Through a Steerable Lens: Magnifying Neural Network Interpretability via Phase-Based Extrapolation (2506.02300v3)

Published 2 Jun 2025 in cs.LG

Abstract: Understanding the internal representations and decision mechanisms of deep neural networks remains a critical open challenge. While existing interpretability methods often identify influential input regions, they may not elucidate how a model distinguishes between classes or what specific changes would transition an input from one category to another. To address these limitations, we propose a novel framework that visualizes the implicit path between classes by treating the network gradient as a form of infinitesimal motion. Drawing inspiration from phase-based motion magnification, we first decompose images using invertible transforms-specifically the Complex Steerable Pyramid-then compute class-conditional gradients in the transformed space. Rather than iteratively integrating the gradient to trace a full path, we amplify the one-step gradient to the input and perform a linear extrapolation to expose how the model moves from source to target class. By operating in the steerable pyramid domain, these amplified gradients produce semantically meaningful, spatially coherent morphs that highlight the classifier's most sensitive directions, giving insight into the geometry of its decision boundaries. Experiments on both synthetic and real-world datasets demonstrate that our phase-focused extrapolation yields perceptually aligned, semantically meaningful transformations, offering a novel, interpretable lens into neural classifiers' internal representations.

Summary

The paper introduces a phase-based gradient extrapolation method that visualizes class transitions by leveraging steerable decompositions.
It employs Complex Steerable Pyramid decomposition and Wirtinger calculus to compute and amplify model sensitivity gradients.
Experimental results on MNIST and facial data illustrate coherent morphing between classes, enhancing interpretability.

Through a Steerable Lens: Magnifying Neural Network Interpretability via Phase-Based Extrapolation

The paper "Through a Steerable Lens: Magnifying Neural Network Interpretability via Phase-Based Extrapolation" introduces a novel approach to enhancing the interpretability of neural networks. It proposes a framework leveraging phase-based extrapolation to visualize the implicit paths neural networks perceive between different classes.

Summary of Contributions

The research addresses a significant gap in existing interpretability methods that often highlight influential input regions without elucidating how models distinguish between classes. The authors propose a method that treats the network gradient as an infinitesimal motion, inspired by phase-based motion magnification techniques. By decomposing images using invertible transforms, specifically the Complex Steerable Pyramid (CSP), the framework calculates class-conditional gradients in the transformed space. Subsequently, the method amplifies these gradients to reveal the model's internal transition paths between classes.

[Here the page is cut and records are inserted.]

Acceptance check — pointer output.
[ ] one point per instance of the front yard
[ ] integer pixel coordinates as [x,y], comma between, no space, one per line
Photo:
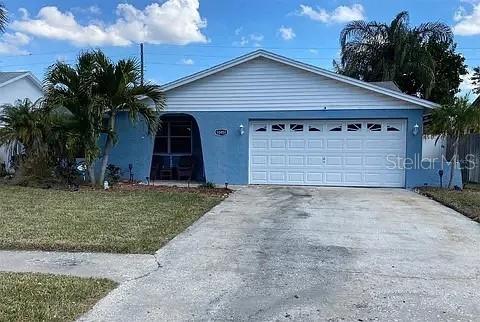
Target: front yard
[122,221]
[41,297]
[466,202]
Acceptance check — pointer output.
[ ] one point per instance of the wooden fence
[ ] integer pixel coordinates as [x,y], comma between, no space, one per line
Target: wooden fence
[468,152]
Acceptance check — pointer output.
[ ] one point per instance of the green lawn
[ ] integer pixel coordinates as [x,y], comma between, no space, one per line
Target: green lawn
[41,297]
[466,202]
[134,221]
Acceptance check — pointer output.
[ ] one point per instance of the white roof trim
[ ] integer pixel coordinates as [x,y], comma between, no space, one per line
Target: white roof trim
[300,65]
[32,78]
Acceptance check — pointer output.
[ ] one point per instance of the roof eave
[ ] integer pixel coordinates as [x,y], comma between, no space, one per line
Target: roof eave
[300,65]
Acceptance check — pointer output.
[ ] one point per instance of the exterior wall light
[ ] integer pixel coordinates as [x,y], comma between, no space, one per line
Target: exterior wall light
[416,129]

Key contributions of this framework include:

A novel extrapolation-based method for visualizing neural network sensitivities using transformed amplitude-phase spaces.
Demonstration of semantically meaningful morphing sequences by extrapolating phase components.
Implementation of Wirtinger calculus for manipulating complex coefficients in transformed domains.
Empirical validation through experiments on synthetic and real-world datasets, showing perceptually aligned transformations.

Technical Approach

The research introduces a steered approach, utilizing the CSP decomposition, to decipher neural network decision boundaries. The CSP allows decomposition into amplitude (feature strength) and phase (feature position) components, affording a more structured manipulation space than pixel-based or purely frequency domain approaches. Gradient extrapolation is performed primarily on the phase to articulate the model's perceived transitions between source and target classes.

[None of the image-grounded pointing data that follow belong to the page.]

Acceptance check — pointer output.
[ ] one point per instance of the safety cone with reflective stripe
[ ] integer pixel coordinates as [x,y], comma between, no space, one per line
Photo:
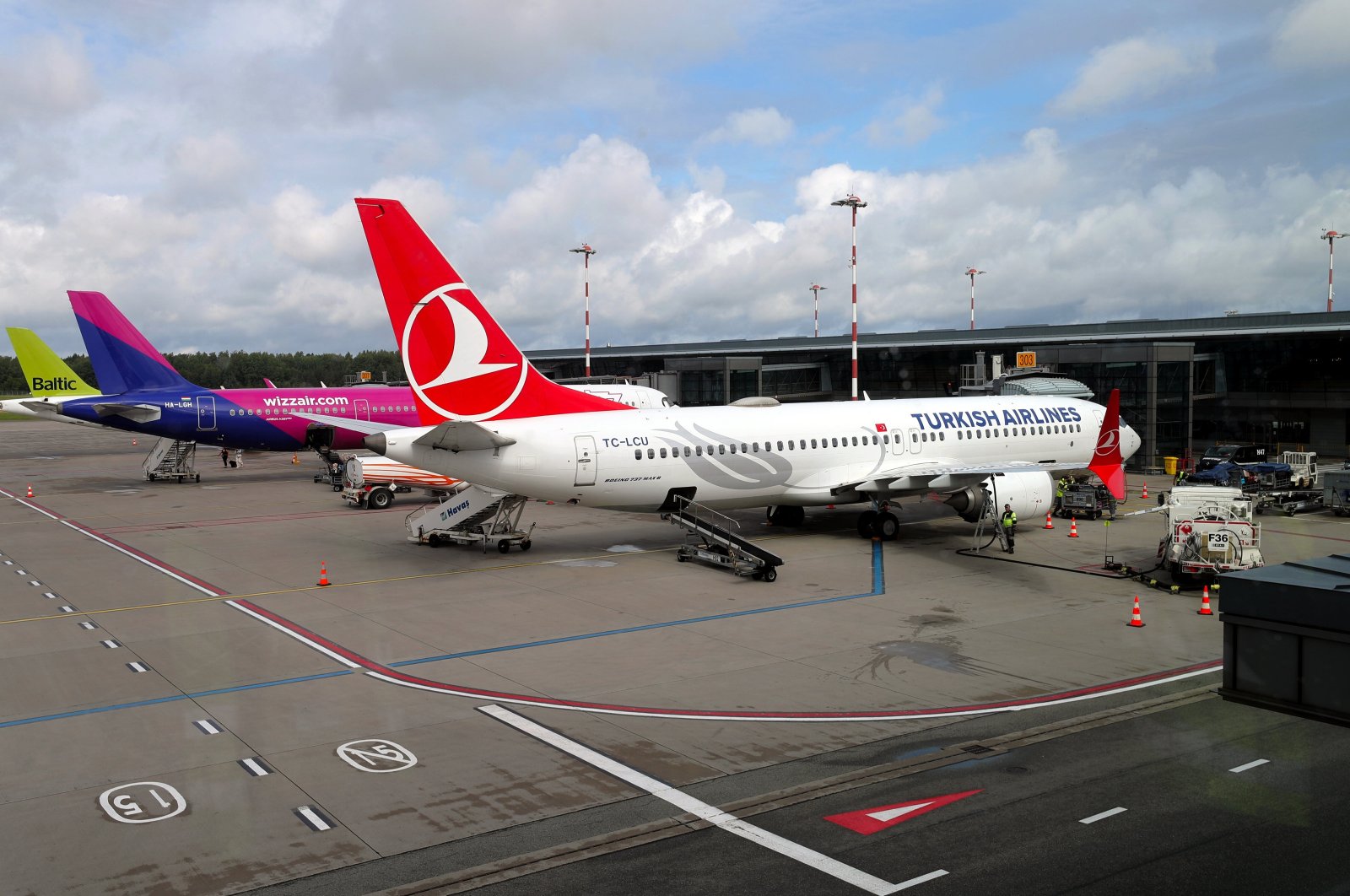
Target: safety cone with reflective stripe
[1136,619]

By employing Wirtinger calculus, the authors calculate gradients concerning complex-valued variables, thereby facilitating a principled analysis in amplitude-phase spaces. This mathematical formulation enables linear phase extrapolation without altering amplitude, ensuring transformations retain their visual integrity while highlighting decision-direction sensitivity.

Experimental Findings

The method is applied to several datasets, including a synthetic arcade dataset, MNIST, and facial expression data from FER2013. The results demonstrate coherent and meaningful morphing paths between classes, revealing insights into the neural network's decision-making process. For example, in the MNIST digit transformations, the approach reveals intuitive morphs (e.g., transforming '3' into '8' by closing off loops), indicating how models internally encode class distinctions.

Implications and Future Directions

The research presents both theoretical and practical implications for advancing interpretability in neural networks. By illuminating the decision processes underlying class transitions, this method provides a dynamic alternative to static saliency maps or adversarial perturbations. The extrapolation framework suggests that visualizing decision boundaries in structured transform spaces can yield intuitive insights aligned with human perception.

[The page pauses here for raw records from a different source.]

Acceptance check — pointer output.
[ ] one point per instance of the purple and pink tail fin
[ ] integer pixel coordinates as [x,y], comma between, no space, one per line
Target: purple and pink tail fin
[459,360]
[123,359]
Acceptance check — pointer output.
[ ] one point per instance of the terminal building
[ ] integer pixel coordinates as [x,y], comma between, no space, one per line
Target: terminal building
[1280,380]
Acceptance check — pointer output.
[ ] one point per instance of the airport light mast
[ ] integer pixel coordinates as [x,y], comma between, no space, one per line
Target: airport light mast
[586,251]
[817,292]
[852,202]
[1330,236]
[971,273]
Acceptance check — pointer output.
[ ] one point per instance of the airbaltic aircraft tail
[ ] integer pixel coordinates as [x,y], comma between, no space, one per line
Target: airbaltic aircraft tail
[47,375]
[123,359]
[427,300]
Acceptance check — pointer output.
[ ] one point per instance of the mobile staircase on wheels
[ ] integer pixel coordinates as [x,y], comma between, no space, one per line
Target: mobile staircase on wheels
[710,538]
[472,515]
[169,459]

Potential future directions include exploring adaptive gradient steps, alternative decomposition transformations, and quantitative metrics for evaluating trajectory quality. Furthermore, extending this approach to generative models or regression contexts could broaden its applicability in understanding complex AI systems.

In conclusion, the paper offers a compelling framework to improve neural network interpretability through phase-based gradient extrapolation in structured transform domains, paving the way for deeper insights into complex decision-making processes in AI systems.